BIOLOGICAL DEGREE OF COMPLEXITY
Biological systems are not only complex, they also have remarkable adaptability features. A variety of criteria can be used for defining measures of biological complexity (Chaisson 2001). Her are some examples:
- Non-junk genome size.
- Position on the evolutionary bush.
- Number of cell types.
- Physical size of the organism.
There are dozens of other ways of classifying and describing complexity, but this much should suffice.
DOES COMPLEXITY ALWAYS INCREASE?
The answer is No. There is no law of science which says that cosmic complexity in general, and terrestrial complexity in particular, must always increase. In fact, the contents of this article, and those of Part 4, should make it amply clear that we cannot even define the degree of complexity of a system in terms independent of the perspective and background of the observer or the experimenter. The problem is further compounded by the fact that we do not yet have a good understanding of the information processing that goes on in the brains of experimenters or people communicating information to one another. Nevertheless, it is an empirical fact that the overall complexity of our ecosphere has been increasing. This is clear from the estimates made by Eric Chaisson of the free- energy rate density Φ (cf. Part 3). In fact, even the cosmic complexity is increasing all the time, and it is increasing exponentially fast. But we must make a distinction between empirical data and hard-core well-established scientific truths.
The nonexistence of a law regarding the increase of complexity with time is dramatically highlighted by the ‘fact’ that, if there is going to be a Big Crunch in the future, just as there was a Big Bang in the past, the degree of complexity of the cosmos would collapse to zero. In any case, long before the moment of the Big Crunch, something else will happen that will reduce the terrestrial complexity by a huge amount, namely the snuffing out of all life on Earth. Our Sun is not exactly a young star. When it burns out all its nuclear fuel, no life form would survive on Earth.
Question: What is complexity?
Answer: Complexity is something we can associate with a ‘complex system’.
Question: What is a complex system?
Answer: A complex system usually consists of a large number of simple members, elements or agents, which interact with one another and with the environment, and which have the potential to generate qualitatively new collective behaviour, the manifestations of this largely unpredictable behaviour being the spontaneous creation of new spatial, temporal, or functional structures which are usually characterized by a coexistence of order and disorder.
Question: What is degree of complexity?
Answer: If we can unambiguously specify the meaning of ‘information’ in a given context, then the degree of complexity of a system may be defined as the amount of information needed to describe the function and ‘structure’ of the system; the term ‘structure’ may have to include what goes on in the brains of one or more ‘live’ creatures.

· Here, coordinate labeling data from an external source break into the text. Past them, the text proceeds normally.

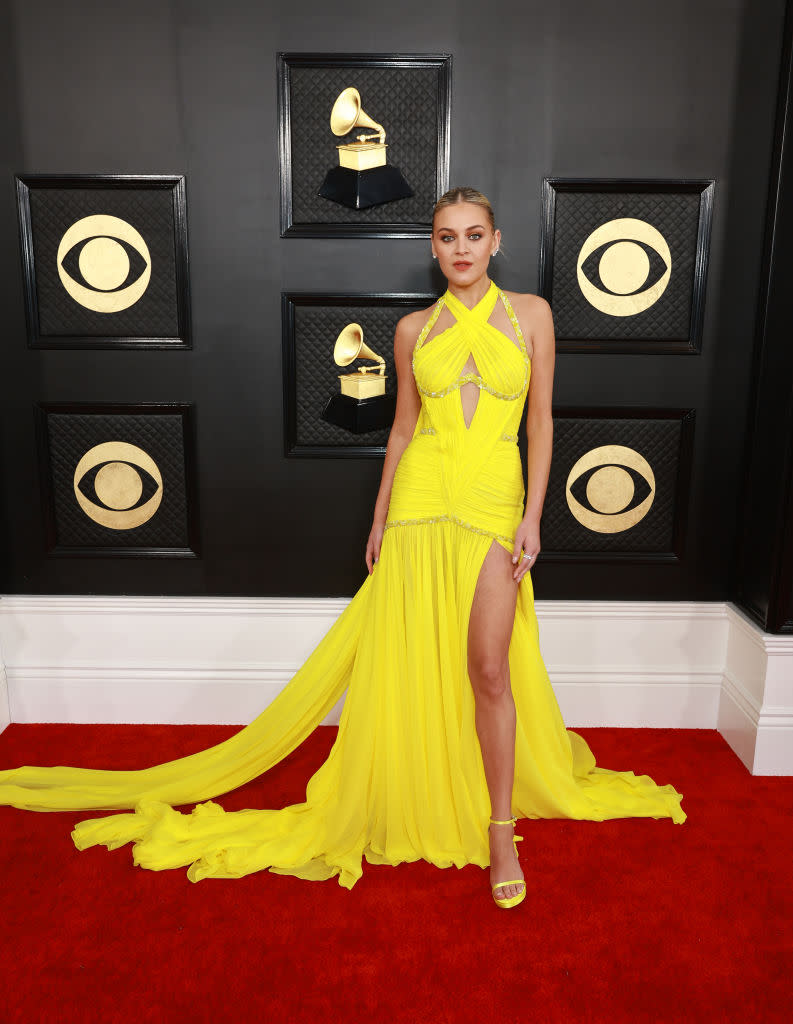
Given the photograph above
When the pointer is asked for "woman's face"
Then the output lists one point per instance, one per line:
(463, 242)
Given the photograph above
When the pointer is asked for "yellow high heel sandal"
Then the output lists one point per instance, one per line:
(507, 901)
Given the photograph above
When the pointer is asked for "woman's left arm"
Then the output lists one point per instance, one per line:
(539, 430)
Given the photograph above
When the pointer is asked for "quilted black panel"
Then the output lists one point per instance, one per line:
(317, 374)
(404, 100)
(161, 436)
(657, 440)
(675, 216)
(150, 211)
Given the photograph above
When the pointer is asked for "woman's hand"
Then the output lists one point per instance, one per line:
(373, 545)
(527, 543)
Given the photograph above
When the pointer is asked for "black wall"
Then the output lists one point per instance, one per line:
(562, 87)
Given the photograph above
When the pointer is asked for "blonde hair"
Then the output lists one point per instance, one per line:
(463, 194)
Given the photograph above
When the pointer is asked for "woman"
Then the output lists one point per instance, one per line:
(449, 716)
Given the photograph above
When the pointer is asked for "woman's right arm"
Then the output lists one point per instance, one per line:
(406, 415)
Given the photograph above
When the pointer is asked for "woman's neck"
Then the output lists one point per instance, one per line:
(469, 295)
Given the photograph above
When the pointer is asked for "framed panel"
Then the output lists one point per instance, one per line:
(619, 484)
(624, 262)
(408, 96)
(105, 260)
(311, 326)
(118, 479)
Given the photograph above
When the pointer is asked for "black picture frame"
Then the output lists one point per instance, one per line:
(54, 320)
(662, 433)
(184, 511)
(325, 303)
(574, 210)
(382, 221)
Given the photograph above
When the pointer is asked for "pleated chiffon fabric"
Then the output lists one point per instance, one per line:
(404, 779)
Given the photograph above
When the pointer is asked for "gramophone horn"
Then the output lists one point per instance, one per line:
(349, 345)
(346, 114)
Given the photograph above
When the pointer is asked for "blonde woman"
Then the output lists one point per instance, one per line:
(450, 729)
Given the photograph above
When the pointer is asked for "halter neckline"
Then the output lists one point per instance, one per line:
(481, 310)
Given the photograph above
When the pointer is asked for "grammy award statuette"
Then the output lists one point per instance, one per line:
(362, 403)
(363, 177)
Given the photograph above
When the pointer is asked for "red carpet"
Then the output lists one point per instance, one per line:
(634, 920)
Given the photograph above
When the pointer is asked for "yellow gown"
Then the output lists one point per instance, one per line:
(404, 779)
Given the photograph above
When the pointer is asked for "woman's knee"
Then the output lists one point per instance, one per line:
(489, 675)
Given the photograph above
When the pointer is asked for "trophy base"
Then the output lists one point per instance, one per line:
(361, 415)
(360, 189)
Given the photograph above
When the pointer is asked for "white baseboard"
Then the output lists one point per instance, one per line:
(5, 711)
(160, 659)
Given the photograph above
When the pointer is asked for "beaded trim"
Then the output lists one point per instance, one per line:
(449, 518)
(472, 378)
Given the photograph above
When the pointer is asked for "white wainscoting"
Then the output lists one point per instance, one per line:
(176, 659)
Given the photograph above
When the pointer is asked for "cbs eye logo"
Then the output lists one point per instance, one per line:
(126, 485)
(103, 263)
(624, 266)
(619, 475)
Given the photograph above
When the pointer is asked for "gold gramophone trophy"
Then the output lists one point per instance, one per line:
(363, 177)
(362, 403)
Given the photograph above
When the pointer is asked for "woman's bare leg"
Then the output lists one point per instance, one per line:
(490, 630)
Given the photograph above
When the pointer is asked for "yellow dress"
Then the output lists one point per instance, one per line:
(404, 779)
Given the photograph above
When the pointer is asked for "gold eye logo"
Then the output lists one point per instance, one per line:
(632, 262)
(125, 474)
(103, 263)
(610, 488)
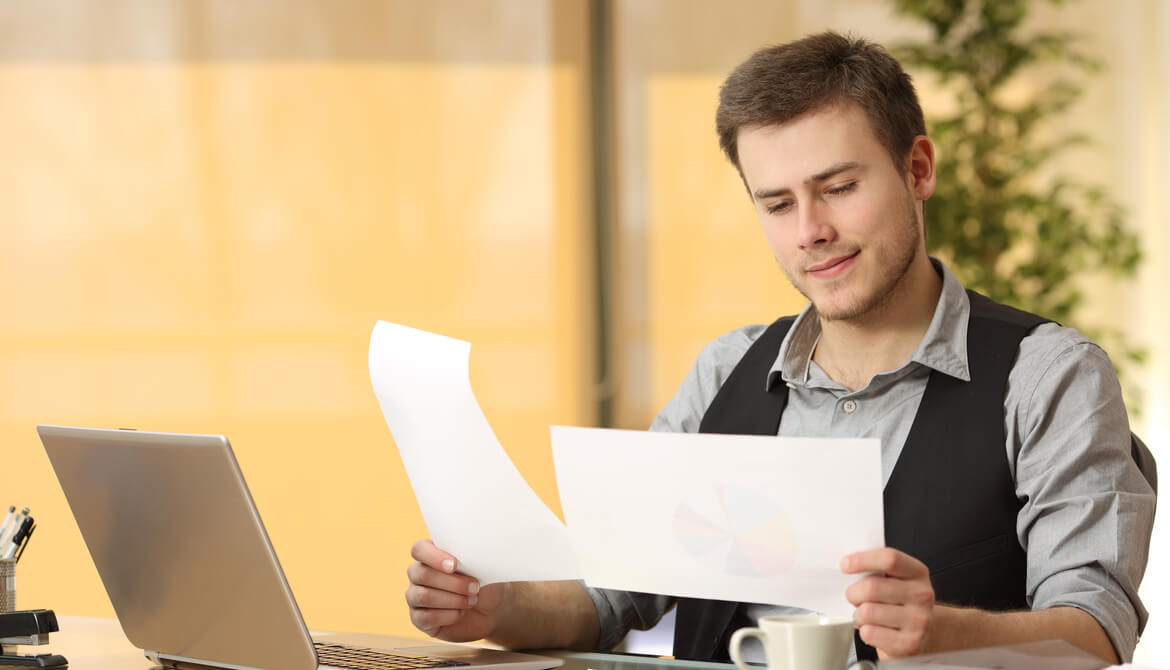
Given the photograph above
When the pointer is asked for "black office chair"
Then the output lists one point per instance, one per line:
(1144, 460)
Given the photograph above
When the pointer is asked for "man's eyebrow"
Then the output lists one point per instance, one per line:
(827, 173)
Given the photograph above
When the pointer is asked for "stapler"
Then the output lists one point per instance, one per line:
(28, 627)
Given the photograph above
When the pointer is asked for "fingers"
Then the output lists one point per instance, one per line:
(432, 621)
(438, 595)
(890, 591)
(885, 560)
(894, 601)
(427, 577)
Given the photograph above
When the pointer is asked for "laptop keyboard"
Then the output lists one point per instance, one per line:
(365, 658)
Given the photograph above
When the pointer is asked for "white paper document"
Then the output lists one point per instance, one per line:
(727, 517)
(475, 503)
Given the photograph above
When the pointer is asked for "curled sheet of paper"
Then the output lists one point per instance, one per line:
(475, 503)
(745, 518)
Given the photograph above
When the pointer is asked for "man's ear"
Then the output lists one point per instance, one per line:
(920, 164)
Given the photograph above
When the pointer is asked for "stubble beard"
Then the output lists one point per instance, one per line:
(893, 260)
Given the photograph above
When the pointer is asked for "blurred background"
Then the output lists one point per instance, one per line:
(206, 206)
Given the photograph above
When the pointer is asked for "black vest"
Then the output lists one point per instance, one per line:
(950, 501)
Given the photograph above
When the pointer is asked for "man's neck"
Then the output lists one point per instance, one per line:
(853, 351)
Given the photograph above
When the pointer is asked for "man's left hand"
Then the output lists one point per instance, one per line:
(894, 602)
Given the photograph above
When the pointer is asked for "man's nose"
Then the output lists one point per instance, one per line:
(814, 226)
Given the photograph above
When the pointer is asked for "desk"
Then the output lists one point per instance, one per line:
(98, 644)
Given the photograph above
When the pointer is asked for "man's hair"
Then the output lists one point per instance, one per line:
(778, 84)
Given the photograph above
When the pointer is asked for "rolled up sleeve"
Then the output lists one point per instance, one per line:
(1087, 510)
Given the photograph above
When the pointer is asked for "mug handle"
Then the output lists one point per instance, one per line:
(737, 640)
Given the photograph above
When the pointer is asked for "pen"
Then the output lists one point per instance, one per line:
(25, 543)
(12, 529)
(7, 520)
(26, 527)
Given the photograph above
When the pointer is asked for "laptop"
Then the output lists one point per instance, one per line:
(190, 570)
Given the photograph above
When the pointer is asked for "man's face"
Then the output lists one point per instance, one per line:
(842, 221)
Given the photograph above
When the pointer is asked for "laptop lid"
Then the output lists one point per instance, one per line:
(179, 546)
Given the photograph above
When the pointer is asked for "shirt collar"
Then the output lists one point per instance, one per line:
(943, 347)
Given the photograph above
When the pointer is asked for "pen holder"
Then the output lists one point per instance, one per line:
(7, 586)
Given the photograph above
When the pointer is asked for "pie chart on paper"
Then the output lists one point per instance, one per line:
(735, 530)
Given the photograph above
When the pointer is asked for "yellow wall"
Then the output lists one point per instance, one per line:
(205, 206)
(204, 243)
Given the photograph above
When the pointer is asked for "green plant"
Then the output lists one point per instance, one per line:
(1004, 216)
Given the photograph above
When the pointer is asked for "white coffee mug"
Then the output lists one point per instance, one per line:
(800, 642)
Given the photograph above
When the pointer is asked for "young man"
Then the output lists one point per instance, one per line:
(1013, 509)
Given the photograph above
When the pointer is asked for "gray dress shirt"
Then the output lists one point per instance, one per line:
(1087, 511)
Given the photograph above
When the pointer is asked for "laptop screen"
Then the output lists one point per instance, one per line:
(179, 546)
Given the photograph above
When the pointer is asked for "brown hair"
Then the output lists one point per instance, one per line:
(778, 84)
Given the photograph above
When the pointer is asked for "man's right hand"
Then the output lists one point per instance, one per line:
(445, 603)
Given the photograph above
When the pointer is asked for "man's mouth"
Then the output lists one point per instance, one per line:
(832, 267)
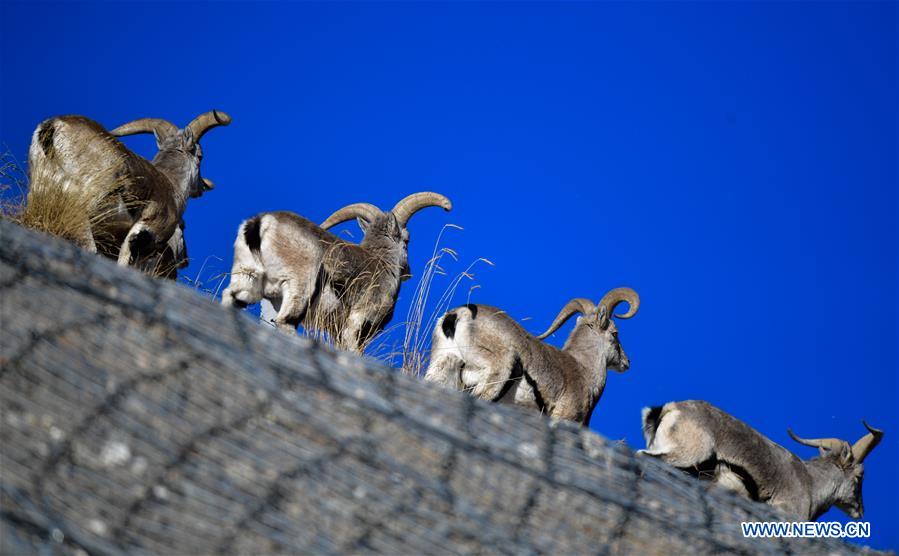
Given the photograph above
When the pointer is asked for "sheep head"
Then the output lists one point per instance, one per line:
(179, 149)
(385, 231)
(595, 326)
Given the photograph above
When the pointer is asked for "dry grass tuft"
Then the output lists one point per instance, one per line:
(53, 206)
(413, 355)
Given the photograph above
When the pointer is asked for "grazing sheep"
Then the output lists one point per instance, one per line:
(481, 349)
(137, 204)
(315, 278)
(699, 438)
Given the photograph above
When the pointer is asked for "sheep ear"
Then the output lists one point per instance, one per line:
(602, 317)
(187, 138)
(158, 138)
(846, 455)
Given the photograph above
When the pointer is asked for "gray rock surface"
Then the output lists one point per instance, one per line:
(141, 417)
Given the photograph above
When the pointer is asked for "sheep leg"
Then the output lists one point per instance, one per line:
(488, 378)
(294, 302)
(726, 478)
(350, 336)
(446, 369)
(89, 243)
(139, 238)
(680, 442)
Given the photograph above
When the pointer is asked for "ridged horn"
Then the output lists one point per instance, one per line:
(417, 201)
(576, 305)
(620, 295)
(365, 210)
(865, 444)
(204, 122)
(158, 126)
(832, 444)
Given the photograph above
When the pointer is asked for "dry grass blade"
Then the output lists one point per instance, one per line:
(413, 354)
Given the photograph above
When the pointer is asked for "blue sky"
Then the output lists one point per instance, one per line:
(735, 163)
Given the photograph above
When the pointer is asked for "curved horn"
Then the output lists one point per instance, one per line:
(365, 210)
(158, 126)
(576, 305)
(417, 201)
(832, 444)
(617, 296)
(865, 444)
(204, 122)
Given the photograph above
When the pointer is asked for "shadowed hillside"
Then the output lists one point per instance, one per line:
(140, 417)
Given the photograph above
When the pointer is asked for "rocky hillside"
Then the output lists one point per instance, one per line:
(140, 417)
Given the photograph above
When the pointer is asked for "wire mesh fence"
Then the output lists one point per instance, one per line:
(139, 417)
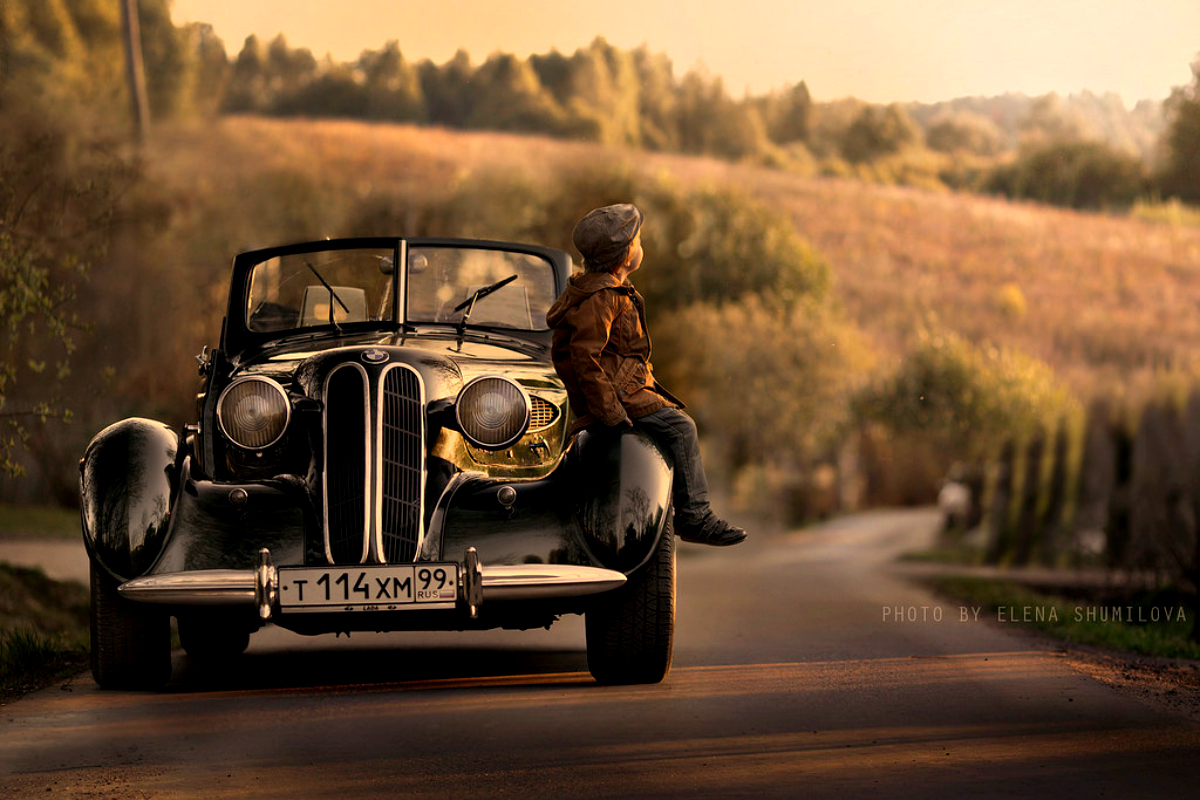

But then we should be clear about what is a ‘live’ creature. And so on. I quote Bertrand Russell:
‘But,’ you might say, ‘none of this shakes my belief that 2 and 2 are 4.’ You are quite right, except in marginal cases — and it is only in marginal cases that you are doubtful whether a certain animal is a dog or a certain length is less than a meter. Two must be two of something, and the proposition ‘2 and 2 are 4’ is useless unless it can be applied. Two dogs and two dogs are certainly four dogs, but cases arise in which you are doubtful whether two of them are dogs. ‘Well, at any rate there are four animals,’ you may say. But there are microorganisms concerning which it is doubtful whether they are animals or plants. ‘Well, then living organisms,’ you say. But there are things of which it is doubtful whether they are living organisms or not. You will be driven into saying: ‘Two entities and two entities are four entities.’ When you have told me what you mean by ‘entity,’ we will resume the argument.